Chappell Mary, Watkins Deborah, Sanderson Alice, di Ruffano Lavinia Ferrante, Miller Paul, Fewster Hariet, Fitzgerald Anita, Edwards Mary, McCool Rachael
York Health Economics Consortium, Innovation Way University of York York UK.
Cochrane Evid Synth Methods. 2025 Jan 16;3(1):e70016. doi: 10.1002/cesm.70016. eCollection 2025 Jan.
Interventional single-arm trials (SATs) are increasingly being used as evidence, despite a lack of agreement on their validity and where they should sit in the hierarchy of evidence. We conducted a meta-epidemiological study to investigate whether there are systematic differences in outcomes and levels of between-study heterogeneity for SATs compared with their observational counterpart, single-arm cohort studies.
We identified systematic reviews (SRs) of pharmacological interventions, published in 2023, that included both interventional and observational single-arm studies.
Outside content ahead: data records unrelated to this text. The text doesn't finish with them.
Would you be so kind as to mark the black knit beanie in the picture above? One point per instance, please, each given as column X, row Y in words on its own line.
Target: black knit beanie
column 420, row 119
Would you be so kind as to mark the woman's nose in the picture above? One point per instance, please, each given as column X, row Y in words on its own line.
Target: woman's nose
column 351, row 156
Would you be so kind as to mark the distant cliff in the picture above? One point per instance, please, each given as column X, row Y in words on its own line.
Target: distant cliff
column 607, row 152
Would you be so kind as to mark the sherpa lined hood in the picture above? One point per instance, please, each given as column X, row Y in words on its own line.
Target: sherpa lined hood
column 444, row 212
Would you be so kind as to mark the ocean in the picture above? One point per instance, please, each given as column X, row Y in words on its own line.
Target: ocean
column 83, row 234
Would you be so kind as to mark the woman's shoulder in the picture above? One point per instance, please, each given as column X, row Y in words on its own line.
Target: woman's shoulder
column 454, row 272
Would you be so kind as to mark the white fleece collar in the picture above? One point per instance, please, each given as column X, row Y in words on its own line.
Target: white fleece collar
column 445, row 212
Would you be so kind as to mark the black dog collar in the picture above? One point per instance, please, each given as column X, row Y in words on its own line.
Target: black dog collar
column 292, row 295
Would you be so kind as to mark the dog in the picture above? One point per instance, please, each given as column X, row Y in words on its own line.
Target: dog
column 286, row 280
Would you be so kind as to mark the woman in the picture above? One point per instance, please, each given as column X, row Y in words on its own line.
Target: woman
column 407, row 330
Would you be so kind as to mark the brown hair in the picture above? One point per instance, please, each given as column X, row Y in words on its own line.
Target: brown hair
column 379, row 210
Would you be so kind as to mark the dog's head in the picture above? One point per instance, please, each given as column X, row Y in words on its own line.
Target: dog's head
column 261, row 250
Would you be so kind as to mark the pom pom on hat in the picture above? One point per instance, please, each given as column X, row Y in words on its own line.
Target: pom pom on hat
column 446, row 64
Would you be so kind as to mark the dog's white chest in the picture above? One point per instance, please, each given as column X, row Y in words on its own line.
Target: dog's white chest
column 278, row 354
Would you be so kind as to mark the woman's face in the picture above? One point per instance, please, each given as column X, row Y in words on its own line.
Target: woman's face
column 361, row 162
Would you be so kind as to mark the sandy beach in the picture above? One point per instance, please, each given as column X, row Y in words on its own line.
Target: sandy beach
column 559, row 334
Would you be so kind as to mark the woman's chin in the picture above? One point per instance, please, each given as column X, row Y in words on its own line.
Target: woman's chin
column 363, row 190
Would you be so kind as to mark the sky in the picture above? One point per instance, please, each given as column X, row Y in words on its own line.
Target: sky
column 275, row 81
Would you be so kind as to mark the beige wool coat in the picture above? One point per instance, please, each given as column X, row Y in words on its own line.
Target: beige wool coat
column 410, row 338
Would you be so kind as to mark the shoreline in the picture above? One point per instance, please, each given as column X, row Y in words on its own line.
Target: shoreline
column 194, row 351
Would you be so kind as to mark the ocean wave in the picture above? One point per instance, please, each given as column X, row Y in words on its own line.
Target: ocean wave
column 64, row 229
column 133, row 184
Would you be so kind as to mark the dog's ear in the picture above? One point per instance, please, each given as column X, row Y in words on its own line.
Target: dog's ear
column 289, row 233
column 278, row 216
For each SR, subgroup meta-analysis of dichotomous outcomes was conducted for included SATs and single-arm cohort studies to assess effect sizes, levels of heterogeneity and between group differences. In a sensitivity analysis, clinically heterogeneous primary studies were removed and analyses re-run.
66 SRs contained single-arm studies, of which 13 reported meta-analyses of dichotomous efficacy outcomes. There was no overall risk difference for SATs compared with single-arm cohort studies (risk difference: -0.020, 95% CI: -0.092 to 0.052, = 0.59). In the sensitivity analysis, there was a tendency to higher effect for single-arm cohort studies, but no significant difference (risk difference: -0.071, 95% CI: -0.161, 0.019, = 0.12). There were high levels of between-study heterogeneity within both SATs (median; range : 54.8; 11.3-91.0) and single-arm cohorts (median; range : 77.2; 0-94.7) and heterogeneity remained high in the sensitivity analysis.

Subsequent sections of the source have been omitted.